Of course, the more risky your behavior — like mucking around with keygens, downloading from untrusted sources, opening up email attachments with reckless abandon — the quicker you'll take down your unprotected PC. If that's your goal, then skip our Security Shootout and roll through the Web naked (your PC, not you). Otherwise, suck it up and install antivirus software.
Once a month, Microsoft releases a handful of patches for Windows designed to plug up security holes, improve performance, and kick reliability up a notch (you know this as Patch Tuesday). Adobe updates its notoriously buggy Acrobat and Reader software on a quarterly basis, though more recently the company has mulled moving to a monthly update schedule as well. Other software vendors may or may not have a schedule in place, but most of them allow for automatic updating, and it's a good idea to leave this enabled.
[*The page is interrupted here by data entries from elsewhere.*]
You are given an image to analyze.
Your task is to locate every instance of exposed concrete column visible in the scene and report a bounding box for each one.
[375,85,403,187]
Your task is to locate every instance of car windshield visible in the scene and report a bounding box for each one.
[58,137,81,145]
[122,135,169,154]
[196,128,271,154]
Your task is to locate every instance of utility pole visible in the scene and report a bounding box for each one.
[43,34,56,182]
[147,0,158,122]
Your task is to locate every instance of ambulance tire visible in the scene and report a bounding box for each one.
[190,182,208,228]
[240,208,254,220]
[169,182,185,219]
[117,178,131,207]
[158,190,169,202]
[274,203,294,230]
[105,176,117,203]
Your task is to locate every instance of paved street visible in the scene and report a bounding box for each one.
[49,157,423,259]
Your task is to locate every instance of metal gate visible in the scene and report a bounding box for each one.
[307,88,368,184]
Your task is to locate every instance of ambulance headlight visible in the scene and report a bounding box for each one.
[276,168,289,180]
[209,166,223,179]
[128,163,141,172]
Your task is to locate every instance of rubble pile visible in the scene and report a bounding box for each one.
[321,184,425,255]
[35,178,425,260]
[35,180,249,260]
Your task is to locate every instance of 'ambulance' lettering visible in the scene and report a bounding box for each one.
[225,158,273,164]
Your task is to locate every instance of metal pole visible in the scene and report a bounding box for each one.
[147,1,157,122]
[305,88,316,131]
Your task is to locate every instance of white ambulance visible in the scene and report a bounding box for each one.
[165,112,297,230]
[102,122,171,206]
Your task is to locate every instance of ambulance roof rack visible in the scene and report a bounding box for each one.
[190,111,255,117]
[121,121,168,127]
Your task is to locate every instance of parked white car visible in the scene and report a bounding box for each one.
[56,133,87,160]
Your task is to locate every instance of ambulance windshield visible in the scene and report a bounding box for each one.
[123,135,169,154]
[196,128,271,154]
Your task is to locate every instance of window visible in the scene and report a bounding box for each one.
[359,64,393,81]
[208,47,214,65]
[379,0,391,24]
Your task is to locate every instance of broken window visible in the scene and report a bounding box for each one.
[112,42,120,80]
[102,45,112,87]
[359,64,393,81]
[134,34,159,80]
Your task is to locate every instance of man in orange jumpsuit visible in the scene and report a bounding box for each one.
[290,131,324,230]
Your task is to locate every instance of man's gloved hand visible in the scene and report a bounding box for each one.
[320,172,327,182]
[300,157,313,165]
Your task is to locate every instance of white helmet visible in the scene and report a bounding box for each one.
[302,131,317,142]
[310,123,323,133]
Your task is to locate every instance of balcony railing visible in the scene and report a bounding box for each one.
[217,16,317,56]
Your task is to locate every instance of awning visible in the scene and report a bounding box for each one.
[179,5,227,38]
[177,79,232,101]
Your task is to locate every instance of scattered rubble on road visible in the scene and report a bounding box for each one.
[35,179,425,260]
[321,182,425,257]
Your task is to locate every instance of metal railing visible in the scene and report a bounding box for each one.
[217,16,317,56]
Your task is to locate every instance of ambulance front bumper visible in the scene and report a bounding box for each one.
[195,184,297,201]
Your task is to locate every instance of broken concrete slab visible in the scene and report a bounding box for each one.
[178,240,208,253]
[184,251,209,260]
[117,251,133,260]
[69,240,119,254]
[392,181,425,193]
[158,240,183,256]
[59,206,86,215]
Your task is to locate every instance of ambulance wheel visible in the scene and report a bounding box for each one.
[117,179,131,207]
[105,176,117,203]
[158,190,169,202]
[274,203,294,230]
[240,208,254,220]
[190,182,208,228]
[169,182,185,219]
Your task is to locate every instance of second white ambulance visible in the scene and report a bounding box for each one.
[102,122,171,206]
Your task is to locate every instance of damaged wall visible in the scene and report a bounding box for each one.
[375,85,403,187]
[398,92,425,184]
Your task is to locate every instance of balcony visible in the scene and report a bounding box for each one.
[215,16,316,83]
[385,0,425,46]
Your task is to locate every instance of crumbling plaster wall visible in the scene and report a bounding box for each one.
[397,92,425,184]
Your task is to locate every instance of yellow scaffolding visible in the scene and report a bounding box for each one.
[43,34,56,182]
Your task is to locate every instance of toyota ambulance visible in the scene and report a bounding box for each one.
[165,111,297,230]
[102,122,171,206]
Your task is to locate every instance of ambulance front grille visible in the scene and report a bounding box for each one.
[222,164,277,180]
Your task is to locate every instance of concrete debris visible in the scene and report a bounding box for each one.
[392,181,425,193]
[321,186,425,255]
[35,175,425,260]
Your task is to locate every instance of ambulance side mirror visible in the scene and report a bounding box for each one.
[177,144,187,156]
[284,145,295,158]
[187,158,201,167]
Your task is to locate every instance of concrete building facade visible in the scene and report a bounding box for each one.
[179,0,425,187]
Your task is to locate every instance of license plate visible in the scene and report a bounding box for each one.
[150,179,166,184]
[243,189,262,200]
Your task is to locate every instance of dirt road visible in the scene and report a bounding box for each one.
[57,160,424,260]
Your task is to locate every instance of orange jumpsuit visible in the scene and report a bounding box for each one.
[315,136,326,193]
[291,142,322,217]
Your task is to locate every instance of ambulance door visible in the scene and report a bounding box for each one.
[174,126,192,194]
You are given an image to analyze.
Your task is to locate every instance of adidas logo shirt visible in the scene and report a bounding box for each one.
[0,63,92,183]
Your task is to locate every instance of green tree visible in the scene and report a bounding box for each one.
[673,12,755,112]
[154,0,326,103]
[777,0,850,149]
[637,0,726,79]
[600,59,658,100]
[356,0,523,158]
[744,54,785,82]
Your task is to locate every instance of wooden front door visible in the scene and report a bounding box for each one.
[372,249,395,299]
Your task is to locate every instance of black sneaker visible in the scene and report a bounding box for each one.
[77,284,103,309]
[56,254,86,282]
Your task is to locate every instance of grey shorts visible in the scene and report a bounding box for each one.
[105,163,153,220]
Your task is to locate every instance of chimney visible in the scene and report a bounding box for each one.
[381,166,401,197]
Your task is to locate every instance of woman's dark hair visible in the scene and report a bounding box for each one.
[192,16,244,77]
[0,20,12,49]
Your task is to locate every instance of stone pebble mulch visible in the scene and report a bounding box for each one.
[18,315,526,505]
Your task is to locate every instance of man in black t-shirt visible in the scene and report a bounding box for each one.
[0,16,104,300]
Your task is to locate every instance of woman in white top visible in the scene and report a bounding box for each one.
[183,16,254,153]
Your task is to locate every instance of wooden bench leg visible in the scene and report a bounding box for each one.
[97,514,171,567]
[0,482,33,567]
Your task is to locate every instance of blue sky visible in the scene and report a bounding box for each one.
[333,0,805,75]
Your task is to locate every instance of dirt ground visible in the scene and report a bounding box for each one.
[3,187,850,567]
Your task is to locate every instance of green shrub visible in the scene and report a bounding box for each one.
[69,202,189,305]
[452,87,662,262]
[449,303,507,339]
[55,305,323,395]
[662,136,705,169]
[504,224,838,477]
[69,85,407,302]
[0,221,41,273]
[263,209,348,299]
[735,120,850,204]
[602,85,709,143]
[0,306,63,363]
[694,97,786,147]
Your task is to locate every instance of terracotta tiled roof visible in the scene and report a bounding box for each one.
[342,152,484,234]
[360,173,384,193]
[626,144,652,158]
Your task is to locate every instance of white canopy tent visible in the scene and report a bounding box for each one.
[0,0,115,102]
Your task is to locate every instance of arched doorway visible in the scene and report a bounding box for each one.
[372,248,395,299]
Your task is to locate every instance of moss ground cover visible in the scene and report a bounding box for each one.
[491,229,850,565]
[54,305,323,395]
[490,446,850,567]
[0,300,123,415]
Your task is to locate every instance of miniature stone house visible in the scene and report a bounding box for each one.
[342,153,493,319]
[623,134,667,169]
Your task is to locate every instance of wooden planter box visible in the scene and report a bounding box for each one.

Out of date software leaves you vulnerable to the latest hacks and exploits, making you an easy target for Internet scum. Think about it for a moment. If you're a hack looking to take down as many systems as possible, are you going to waste your time trying to punch your way through patched software, or prey on the lazy who have yet to update their software? It's a simple numbers game, and if you're rolling with unpatched software, you're at risk of becoming another statistic. This is how Conficker was able to spread so quickly.
You don't always have to rely on auto-update schemes. Security firm Secunia makes an awesome piece of software called PSI (Free, http.secuia.com) that scans all your programs and shows which ones have patches available. You can even update your outdated software right from within PSI.